Trump under fire over white supremacist’s endorsement
Republican presidential front-runner Donald Trump is drawing criticism for refusing to denounce an implicit endorsement from a white supremacist leader, with his main rivals, Sens. Ted Cruz and Marco Rubio, using the matter to hammer the billionaire businessman just two days before multiple state primaries could put him on an irreversible path to the party’s nomination.
Trump was asked Sunday on CNN’s “State of the Union” whether he rejected support from David Duke, the former Ku Klux Klan Grand Dragon, and other white supremacists after Duke told his radio followers this week that a vote against Trump was equivalent to “treason to your heritage.”
“Well, just so you understand, I don’t know anything about David Duke. OK?” Trump told host Jake Tapper. “I don’t know anything about what you’re even talking about with white supremacy or white supremacists.”
Trump was asked Friday by journalists how he felt about Duke’s support. He said he didn’t know anything about it and curtly said: “All right, I disavow, ok?”

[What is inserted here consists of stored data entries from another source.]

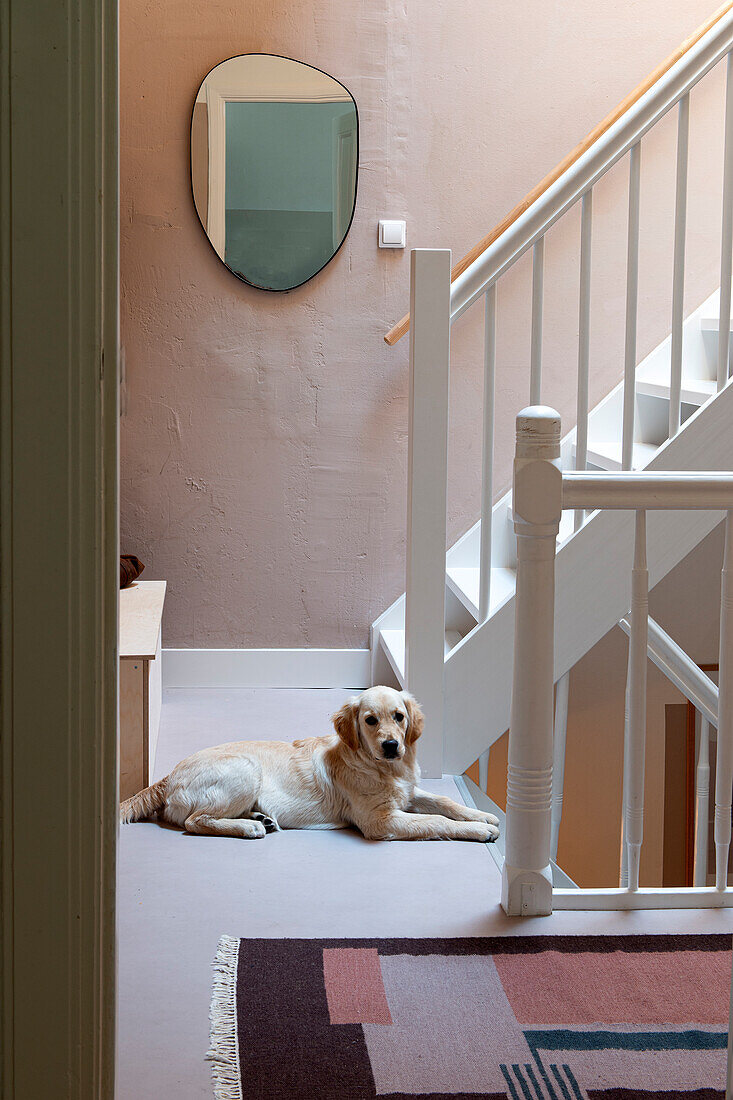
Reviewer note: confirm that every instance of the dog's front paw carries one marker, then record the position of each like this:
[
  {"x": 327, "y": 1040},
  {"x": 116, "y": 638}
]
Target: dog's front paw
[
  {"x": 269, "y": 823},
  {"x": 491, "y": 831}
]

Trump hasn’t always claimed ignorance on Duke’s history. In 2000, he wrote a New York Times op-ed explaining why he abandoned the possibility of running for president on the Reform Party ticket. He wrote of an “underside” and “fringe element” of the party, concluding, “I leave the Reform Party to David Duke, Pat Buchanan and Lenora Fulani. That is not company I wish to keep.”
Trump’s comments sparked a wave of censures just ahead of Super Tuesday – March 1 – when 11 states hold Republican primaries. At stake are 595 delegates to the party’s national convention this summer, with 1,237 needed to win the nomination.